Chief Financial Officer Walter Mertl told Reuters: ‘With increasing availability of the Neue Klasse, we will see growth in China again’
BMW
BMW is putting its Chinese eggs in the Neue Klasse basket – its new generation of ultra-smart EVs.
‘We are more than competitive with this product,’ Chief Financial Officer Walter Mertl told Reuters. ‘With increasing availability of the Neue Klasse, we will see growth in China again.’
BMW has recently seen tricky times in China, like other European car makers, due to aggressive local competition and less interest from wealthy Chinese drivers due to a downturn in the housing market: BMW’s China sales dropped 15.5 per cent in the first half of 2025.
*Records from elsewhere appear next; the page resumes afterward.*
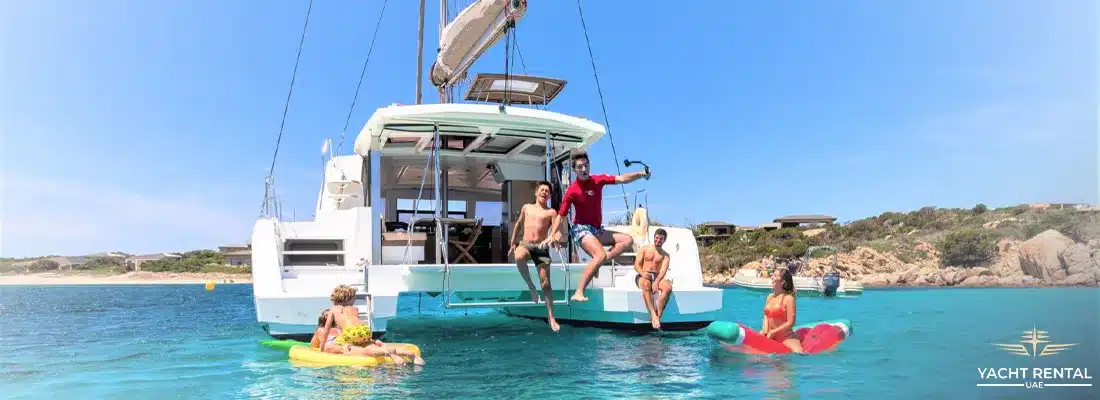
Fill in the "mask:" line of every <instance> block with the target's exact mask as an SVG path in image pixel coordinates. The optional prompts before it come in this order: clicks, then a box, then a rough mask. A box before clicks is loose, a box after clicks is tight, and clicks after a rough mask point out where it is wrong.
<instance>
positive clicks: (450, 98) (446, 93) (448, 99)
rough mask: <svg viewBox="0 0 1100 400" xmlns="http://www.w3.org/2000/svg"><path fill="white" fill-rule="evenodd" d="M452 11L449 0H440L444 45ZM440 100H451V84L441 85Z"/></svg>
mask: <svg viewBox="0 0 1100 400" xmlns="http://www.w3.org/2000/svg"><path fill="white" fill-rule="evenodd" d="M450 19H451V18H450V12H449V11H448V9H447V0H439V42H440V46H442V42H443V30H444V29H445V27H447V22H448V21H450ZM439 102H440V103H449V102H451V86H450V85H447V84H443V86H441V87H439Z"/></svg>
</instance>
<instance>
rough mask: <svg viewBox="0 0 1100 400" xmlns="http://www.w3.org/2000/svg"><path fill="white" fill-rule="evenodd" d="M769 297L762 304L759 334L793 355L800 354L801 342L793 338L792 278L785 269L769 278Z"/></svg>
mask: <svg viewBox="0 0 1100 400" xmlns="http://www.w3.org/2000/svg"><path fill="white" fill-rule="evenodd" d="M771 289H772V292H771V295H768V299H767V300H764V303H763V329H761V330H760V334H762V335H764V336H767V337H769V338H771V340H774V341H775V342H780V343H782V344H784V345H787V346H788V347H790V348H791V351H792V352H794V353H802V342H800V341H799V338H798V337H795V336H794V331H793V330H792V326H794V312H795V310H794V277H792V276H791V271H790V270H788V269H787V268H777V269H775V273H773V274H772V276H771Z"/></svg>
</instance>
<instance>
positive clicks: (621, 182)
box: [608, 170, 647, 185]
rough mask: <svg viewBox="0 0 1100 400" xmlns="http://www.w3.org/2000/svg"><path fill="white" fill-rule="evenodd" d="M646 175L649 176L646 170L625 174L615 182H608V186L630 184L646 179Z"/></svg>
mask: <svg viewBox="0 0 1100 400" xmlns="http://www.w3.org/2000/svg"><path fill="white" fill-rule="evenodd" d="M646 175H647V174H646V171H643V170H640V171H637V173H626V174H623V175H619V176H617V177H615V181H614V182H608V184H618V185H623V184H629V182H632V181H635V180H638V179H640V178H645V177H646Z"/></svg>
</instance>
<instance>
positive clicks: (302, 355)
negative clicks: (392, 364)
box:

In 2024 when BMW announced plans to invest 20billion yuan, just over £2billion, in its Shenyang production base in China as part of the marque’s ‘unwavering commitment to the Chinese market’.
BMW has made several long wheelbase models exclusively for Chinese market including the extended 3 series Li and 5 series Li
The BMW X5 Li is 310mm longer than standard X5, which should please Chinese buyers
In total, BMW invested 105 billion yuan (£11.5bn) in the plant to allow for the production of the Neue Klasse EV-only line.
BMW has made several long wheelbase models exclusively for Chinese market including the extended 3 series and 5 series (Li) and X5 Li. In the case of the X5 Li, it is 310mm longer than standard X5.
BMW produces these through its BMW Brilliance Automotive joint venture.
Since 2010 Volvo has been owned by the Geely Group, China’s second-largest private automaker
Volvo
Volvo is a bit of a Trojan horse on this list.
Since 2010 Volvo has been owned by the Geely Group, China’s second-largest private automaker. But between 2021 and 2023, Volvo Cars signed an agreement with its parent Geely Holding to acquire Geely Holding’s stake in the companies’ joint ventures in China.
This made it the first foreign automaker to take full ownership of its car manufacturing plants and sales operations in China.
So, Volvo is a European brand, owned by a Chinese company, but which owns its own manufacturing in China. A bit of a head twister in other words.
The Zeekr X1 shares the same platform as the Volvo EX30, and both car makers are owned by Geely
Volvo has an office, testing space and R&D facility in Jinan, and a state-of-the-art Design Studio Shanghai.
Volvo’s EX30 and EX40 SUVs were originally manufactured before Volvo’s Belgium plant was added to the production plan to avoid EU tariffs on Chinese EVs, and to act as a supply point for the US to avoid the US’ tariffs on Chinese EVs.
The Volvo EX30 is built on Geely’s Sustainable Experience Architecture (SEA) which it shares with the Zeekr X1 (owned by Geely) and the Smart #1 (part owned by Geely).